The traditional tuple-at-a-time iterator model is too slow because of function calls.
- This problem is more significant in OLAP DBMSs
Logging and Recovery
The DBMS still needs WAL on non-volatile storage since the system could halt at anytime.
- Use group commit to batch log entries and flush them together to amortize fsync cost
- In many cases, however, it may be possible to use more lightweight logging schemes (e.g., only store redo information). For example, since there are no "dirty pages", the DBMS does not need to maintain LSNs throughout the systems.

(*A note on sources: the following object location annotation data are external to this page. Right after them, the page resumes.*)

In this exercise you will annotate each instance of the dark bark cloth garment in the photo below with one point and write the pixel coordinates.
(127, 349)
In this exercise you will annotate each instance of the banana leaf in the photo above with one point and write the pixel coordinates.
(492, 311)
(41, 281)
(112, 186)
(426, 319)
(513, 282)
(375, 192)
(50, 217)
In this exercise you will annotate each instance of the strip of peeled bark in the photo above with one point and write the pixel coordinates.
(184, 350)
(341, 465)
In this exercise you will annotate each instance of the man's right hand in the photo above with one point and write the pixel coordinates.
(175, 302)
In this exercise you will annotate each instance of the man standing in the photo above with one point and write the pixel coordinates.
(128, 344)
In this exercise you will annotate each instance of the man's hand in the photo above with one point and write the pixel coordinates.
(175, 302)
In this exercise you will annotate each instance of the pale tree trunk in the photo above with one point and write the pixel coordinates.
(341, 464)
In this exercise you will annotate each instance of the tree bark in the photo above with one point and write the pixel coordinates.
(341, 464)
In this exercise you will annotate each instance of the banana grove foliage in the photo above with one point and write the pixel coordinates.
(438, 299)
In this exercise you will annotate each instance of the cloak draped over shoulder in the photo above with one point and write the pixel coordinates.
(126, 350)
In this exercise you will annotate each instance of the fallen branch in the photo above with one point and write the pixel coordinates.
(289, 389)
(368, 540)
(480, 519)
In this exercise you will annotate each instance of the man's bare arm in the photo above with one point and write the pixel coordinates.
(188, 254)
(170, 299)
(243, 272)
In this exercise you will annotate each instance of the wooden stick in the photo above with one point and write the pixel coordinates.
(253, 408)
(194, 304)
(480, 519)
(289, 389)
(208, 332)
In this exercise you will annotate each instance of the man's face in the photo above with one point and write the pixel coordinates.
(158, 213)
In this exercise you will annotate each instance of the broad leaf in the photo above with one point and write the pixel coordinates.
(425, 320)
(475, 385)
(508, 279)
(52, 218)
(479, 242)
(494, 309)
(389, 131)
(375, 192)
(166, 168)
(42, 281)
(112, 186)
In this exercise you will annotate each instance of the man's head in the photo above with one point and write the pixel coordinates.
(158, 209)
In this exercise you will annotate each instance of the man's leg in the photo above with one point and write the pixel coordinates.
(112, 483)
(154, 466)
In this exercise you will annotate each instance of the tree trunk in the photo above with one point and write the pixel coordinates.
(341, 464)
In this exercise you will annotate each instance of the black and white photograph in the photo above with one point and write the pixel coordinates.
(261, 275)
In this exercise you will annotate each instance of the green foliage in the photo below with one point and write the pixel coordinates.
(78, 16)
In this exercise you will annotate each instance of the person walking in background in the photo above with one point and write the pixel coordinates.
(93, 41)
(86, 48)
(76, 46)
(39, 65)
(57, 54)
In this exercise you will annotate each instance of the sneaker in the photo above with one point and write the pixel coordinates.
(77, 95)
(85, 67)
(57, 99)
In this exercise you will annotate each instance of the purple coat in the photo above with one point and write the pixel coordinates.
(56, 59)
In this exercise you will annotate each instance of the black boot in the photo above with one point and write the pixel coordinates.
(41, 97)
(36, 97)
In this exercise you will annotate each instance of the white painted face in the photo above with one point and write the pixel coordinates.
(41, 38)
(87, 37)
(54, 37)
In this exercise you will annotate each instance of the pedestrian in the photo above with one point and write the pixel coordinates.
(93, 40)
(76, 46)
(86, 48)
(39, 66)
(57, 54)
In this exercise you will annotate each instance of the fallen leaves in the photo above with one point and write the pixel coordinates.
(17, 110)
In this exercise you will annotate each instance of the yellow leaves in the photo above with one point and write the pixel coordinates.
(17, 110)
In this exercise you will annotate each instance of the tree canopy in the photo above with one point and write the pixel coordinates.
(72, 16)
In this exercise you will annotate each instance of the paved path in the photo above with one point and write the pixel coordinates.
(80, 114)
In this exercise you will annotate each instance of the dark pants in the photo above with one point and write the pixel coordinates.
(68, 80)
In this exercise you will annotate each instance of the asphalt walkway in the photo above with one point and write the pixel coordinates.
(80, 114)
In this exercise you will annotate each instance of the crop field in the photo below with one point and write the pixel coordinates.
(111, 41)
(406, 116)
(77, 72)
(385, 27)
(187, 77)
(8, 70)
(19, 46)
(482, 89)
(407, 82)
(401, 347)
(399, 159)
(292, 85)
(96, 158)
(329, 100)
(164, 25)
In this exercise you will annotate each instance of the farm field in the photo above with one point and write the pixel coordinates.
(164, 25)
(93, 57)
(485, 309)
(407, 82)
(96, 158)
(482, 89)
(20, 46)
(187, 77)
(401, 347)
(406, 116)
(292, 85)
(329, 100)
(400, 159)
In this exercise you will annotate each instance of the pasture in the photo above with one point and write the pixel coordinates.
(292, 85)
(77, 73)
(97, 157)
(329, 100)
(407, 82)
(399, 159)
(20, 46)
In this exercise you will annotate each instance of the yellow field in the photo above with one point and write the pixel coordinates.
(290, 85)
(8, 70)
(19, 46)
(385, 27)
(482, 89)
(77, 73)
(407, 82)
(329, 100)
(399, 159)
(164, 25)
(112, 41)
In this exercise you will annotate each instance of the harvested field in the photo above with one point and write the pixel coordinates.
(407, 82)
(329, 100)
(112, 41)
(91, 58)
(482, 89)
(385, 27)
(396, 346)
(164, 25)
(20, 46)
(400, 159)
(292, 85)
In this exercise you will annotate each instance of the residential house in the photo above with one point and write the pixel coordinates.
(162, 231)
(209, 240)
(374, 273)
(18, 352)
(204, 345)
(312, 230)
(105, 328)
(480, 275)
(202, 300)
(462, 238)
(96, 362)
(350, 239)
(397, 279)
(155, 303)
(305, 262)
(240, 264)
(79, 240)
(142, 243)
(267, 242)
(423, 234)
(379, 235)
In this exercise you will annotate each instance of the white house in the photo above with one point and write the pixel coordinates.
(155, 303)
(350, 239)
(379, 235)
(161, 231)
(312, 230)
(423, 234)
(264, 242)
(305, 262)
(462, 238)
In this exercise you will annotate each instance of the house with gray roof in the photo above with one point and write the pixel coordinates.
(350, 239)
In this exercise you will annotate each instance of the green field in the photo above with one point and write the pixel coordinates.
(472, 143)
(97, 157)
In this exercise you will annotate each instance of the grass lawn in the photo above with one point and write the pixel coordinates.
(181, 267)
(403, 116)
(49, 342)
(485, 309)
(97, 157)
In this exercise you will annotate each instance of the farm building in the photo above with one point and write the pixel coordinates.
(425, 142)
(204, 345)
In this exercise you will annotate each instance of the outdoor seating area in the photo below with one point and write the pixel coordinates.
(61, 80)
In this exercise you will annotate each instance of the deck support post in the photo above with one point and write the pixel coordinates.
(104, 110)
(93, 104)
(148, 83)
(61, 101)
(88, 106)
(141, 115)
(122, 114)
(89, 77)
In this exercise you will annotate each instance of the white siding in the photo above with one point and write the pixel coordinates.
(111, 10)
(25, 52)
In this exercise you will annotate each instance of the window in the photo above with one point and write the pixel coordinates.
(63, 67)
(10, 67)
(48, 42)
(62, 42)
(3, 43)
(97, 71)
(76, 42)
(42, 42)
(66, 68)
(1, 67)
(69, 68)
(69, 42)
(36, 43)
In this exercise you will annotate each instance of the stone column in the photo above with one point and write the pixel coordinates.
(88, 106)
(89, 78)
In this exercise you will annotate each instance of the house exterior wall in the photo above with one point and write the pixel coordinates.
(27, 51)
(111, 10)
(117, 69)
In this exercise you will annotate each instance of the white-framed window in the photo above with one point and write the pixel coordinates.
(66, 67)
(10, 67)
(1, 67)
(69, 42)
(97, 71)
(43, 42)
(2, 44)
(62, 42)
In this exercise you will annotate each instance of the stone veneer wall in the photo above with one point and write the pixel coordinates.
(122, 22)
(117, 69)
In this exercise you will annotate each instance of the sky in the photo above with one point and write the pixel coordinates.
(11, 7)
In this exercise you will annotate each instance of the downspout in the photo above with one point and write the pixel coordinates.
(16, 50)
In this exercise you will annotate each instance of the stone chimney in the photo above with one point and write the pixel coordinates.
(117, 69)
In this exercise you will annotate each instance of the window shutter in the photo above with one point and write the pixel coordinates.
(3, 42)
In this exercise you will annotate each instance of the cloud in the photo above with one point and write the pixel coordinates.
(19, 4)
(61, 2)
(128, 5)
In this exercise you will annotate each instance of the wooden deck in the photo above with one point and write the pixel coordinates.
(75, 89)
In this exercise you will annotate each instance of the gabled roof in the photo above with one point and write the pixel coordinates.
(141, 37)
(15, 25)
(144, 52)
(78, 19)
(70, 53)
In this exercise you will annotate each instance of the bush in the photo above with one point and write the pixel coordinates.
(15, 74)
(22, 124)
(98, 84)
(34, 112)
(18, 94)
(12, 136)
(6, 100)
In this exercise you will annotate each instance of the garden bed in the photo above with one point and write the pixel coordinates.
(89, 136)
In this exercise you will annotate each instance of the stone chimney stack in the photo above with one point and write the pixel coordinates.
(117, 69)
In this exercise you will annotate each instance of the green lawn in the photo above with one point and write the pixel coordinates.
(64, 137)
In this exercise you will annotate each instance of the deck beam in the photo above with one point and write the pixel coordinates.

- In-memory DBMSs still takes checkpoints to reduce the amount of log that the system has to replay during recovery.
- Different methods for checkpointing:
- Maintain a second copy of the database in memory that is updated by replaying the WAL.
- Switch to a special "copy-on-write" mode and then write a dump of the database to disk.
- Fork the DBMS process and then have the child process write its contents to disk.
Bottlenecks
If I/O is no longer the slowest resource, much of the DBMS's architecture will have to change account for other bottlenecks:
- Locking/latching
- Cache-line misses
- Pointer chasing
- Predicate evaluations
- Data movement & copying
- Networking (between application & DBMS)
Larger than memory databases
DRAM is fast, but data is not accessed with the same frequency and in the same manner.
- Hot Data: OLTP Operations
- Cold Data: OLAP Queries
We will study techniques for how to bring back disk-resident data without slowing down the entire system.
Notable Early In-memory DBMSs
- TimesTen: Originally Smallbase from HP Labs. Multi-process, shared memory DBMS. Bought by Oracle in 2005.
- Dali: Multi-process shared memory storage manager using memory mapped files [? ].
P*TIME
: Korean in-memory DBMS from the 2000s. Lots of interesting features (e.g., hybrid storage layouts, support for larger-than-memory databases). Sold to SAP in 2005 and is now part of HANA.